Certified Ethical Hacker (CEH v13) — Question 144

In an advanced digital security scenario, a multinational enterprise is being targeted with a complex series of assaults aimed to disrupt operations, manipulate data integrity, and cause serious financial damage. As the Lead Cybersecurity Analyst with CEH and CISSP certifications, your responsibility is to correctly identify the specific type of attack based on the following indicators:
The attacks are exploiting a vulnerability in the target system's hardware, inducing misprediction of future instructions in a program's control flow. The attackers are strategically inducing the victim process to speculatively execute instructions sequences that would not have been executed in the absence of the misprediction, leading to subtle side effects.

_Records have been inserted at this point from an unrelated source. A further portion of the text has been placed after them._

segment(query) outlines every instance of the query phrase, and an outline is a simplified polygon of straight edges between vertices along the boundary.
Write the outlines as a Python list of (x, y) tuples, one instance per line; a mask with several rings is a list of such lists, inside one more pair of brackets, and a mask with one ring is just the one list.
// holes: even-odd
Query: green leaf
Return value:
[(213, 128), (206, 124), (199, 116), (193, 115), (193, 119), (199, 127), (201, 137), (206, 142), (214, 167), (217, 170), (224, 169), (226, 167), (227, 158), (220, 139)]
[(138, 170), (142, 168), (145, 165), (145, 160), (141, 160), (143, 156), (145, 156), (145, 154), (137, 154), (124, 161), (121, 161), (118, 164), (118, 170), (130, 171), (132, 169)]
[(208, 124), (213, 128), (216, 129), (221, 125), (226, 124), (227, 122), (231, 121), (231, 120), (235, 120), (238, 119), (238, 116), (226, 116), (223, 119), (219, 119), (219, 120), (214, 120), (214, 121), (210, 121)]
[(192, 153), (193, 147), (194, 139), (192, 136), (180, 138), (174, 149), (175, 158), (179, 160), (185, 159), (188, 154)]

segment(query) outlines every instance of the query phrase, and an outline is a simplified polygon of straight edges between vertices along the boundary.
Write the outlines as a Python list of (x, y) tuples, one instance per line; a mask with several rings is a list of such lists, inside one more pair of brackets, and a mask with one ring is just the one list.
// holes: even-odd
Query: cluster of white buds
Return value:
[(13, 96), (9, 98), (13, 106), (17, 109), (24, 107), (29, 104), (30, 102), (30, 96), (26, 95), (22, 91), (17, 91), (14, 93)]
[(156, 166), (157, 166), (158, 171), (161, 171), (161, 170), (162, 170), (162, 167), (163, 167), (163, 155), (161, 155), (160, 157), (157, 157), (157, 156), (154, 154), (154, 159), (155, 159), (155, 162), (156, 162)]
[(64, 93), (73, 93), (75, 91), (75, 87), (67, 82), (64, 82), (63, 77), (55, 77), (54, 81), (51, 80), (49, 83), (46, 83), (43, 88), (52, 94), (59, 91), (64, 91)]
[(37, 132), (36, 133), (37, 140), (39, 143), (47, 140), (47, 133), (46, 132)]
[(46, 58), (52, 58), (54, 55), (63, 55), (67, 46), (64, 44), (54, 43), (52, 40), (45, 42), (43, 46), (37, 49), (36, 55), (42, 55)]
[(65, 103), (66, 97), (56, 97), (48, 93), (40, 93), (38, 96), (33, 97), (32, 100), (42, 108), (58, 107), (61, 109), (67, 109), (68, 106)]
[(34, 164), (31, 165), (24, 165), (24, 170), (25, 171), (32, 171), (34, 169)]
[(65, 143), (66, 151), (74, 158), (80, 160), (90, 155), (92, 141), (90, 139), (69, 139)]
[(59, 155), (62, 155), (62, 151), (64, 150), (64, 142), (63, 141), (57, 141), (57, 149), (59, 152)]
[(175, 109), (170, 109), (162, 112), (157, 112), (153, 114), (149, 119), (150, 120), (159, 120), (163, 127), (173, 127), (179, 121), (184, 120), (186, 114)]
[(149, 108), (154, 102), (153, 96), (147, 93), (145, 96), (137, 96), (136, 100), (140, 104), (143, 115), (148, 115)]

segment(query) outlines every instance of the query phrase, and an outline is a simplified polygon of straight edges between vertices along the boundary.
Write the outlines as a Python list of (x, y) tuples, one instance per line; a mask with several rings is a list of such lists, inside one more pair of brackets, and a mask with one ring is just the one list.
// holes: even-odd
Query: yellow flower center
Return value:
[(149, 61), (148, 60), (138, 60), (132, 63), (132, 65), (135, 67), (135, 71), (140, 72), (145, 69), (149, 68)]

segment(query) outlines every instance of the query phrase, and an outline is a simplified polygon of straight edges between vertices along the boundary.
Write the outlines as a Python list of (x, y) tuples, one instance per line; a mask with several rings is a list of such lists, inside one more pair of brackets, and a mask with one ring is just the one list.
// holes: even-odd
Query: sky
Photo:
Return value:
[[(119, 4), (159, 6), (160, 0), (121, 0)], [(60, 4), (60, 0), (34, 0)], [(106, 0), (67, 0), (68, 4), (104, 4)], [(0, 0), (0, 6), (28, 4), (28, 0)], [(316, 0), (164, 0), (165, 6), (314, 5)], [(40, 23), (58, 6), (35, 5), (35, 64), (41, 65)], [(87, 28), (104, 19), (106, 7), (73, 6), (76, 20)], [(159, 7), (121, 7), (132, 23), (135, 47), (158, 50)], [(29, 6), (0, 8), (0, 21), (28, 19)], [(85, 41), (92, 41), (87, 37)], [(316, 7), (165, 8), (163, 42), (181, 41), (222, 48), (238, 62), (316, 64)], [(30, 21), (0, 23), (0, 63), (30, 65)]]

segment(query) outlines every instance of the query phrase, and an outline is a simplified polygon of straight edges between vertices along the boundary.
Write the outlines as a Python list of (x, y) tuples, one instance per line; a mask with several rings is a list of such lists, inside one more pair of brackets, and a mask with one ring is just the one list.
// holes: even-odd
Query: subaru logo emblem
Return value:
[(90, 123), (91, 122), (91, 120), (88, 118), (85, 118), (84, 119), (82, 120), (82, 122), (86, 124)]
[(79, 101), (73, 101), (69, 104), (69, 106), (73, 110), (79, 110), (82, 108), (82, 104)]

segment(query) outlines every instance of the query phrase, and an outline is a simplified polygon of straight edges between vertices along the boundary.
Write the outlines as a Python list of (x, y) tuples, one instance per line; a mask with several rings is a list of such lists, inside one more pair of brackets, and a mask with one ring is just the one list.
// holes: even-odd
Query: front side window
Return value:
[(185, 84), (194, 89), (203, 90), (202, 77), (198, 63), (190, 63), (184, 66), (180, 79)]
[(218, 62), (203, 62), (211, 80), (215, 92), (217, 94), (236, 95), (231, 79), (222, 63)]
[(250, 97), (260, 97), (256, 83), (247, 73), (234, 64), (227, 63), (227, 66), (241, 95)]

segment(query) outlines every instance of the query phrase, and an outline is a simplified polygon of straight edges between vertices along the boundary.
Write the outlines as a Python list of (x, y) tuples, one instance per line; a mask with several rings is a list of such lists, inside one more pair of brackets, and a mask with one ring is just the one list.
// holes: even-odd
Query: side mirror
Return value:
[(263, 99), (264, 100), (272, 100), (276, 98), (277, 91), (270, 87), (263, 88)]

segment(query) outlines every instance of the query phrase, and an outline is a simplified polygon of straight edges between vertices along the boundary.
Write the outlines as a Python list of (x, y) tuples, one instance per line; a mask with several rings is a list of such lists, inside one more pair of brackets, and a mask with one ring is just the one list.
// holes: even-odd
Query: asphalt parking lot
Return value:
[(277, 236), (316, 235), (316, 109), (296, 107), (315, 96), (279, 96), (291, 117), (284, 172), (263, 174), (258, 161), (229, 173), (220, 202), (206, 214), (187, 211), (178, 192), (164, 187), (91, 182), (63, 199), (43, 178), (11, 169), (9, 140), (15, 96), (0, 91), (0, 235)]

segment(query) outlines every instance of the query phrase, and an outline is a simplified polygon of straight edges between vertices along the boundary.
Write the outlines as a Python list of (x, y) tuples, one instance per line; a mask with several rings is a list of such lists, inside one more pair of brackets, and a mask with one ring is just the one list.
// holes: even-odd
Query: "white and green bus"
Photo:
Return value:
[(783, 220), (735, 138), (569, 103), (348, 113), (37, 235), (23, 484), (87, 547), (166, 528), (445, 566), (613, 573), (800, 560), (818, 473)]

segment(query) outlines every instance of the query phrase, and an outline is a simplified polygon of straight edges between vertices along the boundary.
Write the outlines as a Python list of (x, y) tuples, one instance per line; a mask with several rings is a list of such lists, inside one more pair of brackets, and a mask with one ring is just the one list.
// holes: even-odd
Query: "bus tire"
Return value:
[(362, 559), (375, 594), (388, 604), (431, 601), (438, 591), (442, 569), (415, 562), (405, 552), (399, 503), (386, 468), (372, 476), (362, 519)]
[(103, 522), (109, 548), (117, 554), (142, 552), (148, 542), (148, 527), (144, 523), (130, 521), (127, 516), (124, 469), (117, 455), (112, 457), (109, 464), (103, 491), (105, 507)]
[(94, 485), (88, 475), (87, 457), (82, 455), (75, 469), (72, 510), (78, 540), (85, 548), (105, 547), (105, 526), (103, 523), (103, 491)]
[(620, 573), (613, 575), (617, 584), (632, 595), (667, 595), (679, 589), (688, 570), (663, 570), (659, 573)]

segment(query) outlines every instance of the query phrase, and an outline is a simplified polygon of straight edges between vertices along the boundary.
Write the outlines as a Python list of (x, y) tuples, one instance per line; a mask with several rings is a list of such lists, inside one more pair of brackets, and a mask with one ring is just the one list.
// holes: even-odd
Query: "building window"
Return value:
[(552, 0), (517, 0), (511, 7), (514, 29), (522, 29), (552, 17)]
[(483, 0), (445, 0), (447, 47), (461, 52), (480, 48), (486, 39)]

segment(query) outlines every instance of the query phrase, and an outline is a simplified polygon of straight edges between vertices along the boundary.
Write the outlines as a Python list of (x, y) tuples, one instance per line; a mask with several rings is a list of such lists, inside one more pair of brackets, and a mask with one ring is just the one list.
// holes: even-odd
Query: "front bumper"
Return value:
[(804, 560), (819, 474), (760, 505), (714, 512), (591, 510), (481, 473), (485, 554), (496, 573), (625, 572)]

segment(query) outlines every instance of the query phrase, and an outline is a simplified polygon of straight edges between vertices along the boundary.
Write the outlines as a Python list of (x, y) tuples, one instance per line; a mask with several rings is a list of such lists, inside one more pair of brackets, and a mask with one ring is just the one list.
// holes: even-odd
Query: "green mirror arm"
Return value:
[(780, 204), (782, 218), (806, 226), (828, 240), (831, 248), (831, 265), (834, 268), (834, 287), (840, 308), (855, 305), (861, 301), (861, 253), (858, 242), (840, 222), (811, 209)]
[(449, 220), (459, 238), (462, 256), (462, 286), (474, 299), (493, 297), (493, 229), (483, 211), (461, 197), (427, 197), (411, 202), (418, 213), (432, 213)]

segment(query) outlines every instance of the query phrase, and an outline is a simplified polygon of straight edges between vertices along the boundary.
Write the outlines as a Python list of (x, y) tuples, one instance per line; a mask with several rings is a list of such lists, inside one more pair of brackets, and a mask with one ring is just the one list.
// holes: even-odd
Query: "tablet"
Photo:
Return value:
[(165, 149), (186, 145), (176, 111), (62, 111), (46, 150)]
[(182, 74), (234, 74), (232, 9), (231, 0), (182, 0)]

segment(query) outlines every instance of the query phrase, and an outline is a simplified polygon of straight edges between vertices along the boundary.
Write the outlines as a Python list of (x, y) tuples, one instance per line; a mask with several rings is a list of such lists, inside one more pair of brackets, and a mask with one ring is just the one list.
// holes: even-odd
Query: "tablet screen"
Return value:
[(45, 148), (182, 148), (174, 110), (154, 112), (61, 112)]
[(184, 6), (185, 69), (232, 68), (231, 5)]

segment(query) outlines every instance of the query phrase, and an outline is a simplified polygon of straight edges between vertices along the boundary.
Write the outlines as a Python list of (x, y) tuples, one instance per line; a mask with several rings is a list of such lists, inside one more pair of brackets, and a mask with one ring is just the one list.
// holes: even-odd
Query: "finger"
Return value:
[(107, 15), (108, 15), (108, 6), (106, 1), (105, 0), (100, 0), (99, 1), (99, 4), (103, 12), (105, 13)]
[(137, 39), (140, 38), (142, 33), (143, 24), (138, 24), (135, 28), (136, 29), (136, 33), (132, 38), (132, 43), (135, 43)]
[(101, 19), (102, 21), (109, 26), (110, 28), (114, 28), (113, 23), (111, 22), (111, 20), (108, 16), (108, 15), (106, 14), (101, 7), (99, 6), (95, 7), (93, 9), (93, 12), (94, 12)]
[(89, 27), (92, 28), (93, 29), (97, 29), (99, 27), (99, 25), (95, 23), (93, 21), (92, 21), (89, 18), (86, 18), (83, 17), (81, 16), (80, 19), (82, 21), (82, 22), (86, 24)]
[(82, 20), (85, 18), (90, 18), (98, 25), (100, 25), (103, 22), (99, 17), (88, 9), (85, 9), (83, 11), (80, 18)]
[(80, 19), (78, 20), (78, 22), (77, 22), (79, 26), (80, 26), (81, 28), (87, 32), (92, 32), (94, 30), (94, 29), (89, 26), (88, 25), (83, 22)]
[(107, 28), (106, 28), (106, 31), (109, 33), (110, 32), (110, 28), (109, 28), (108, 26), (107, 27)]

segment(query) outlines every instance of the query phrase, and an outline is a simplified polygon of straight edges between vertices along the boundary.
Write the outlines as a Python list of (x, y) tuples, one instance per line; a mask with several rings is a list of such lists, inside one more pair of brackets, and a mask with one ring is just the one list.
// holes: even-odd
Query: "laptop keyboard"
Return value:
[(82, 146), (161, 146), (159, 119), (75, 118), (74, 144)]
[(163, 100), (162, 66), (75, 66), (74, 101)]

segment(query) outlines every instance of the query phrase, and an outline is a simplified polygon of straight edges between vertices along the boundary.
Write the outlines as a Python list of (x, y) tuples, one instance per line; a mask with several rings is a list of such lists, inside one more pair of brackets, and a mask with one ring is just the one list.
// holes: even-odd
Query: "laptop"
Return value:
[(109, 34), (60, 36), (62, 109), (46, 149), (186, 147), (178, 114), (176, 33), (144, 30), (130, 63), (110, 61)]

These side effects, which are observable from the shared state, are then utilized to infer the values of in-flight data.
What type of attack best describes this scenario?

Answer options

• A. Rowhammer Attack
• B. Watering Hole Attack
• C. Side-Channel Attack
• D. Privilege Escalation Attack

Correct answer: C

Explanation

The correct answer is C, Side-Channel Attack, because it involves exploiting observable side effects from a system's shared state to gain information about in-flight data. The other options do not fit the scenario: Rowhammer attacks exploit memory vulnerabilities, Watering Hole attacks target specific users, and Privilege Escalation attacks aim to gain higher access rights, none of which align with the described exploitation of hardware vulnerabilities and speculative execution.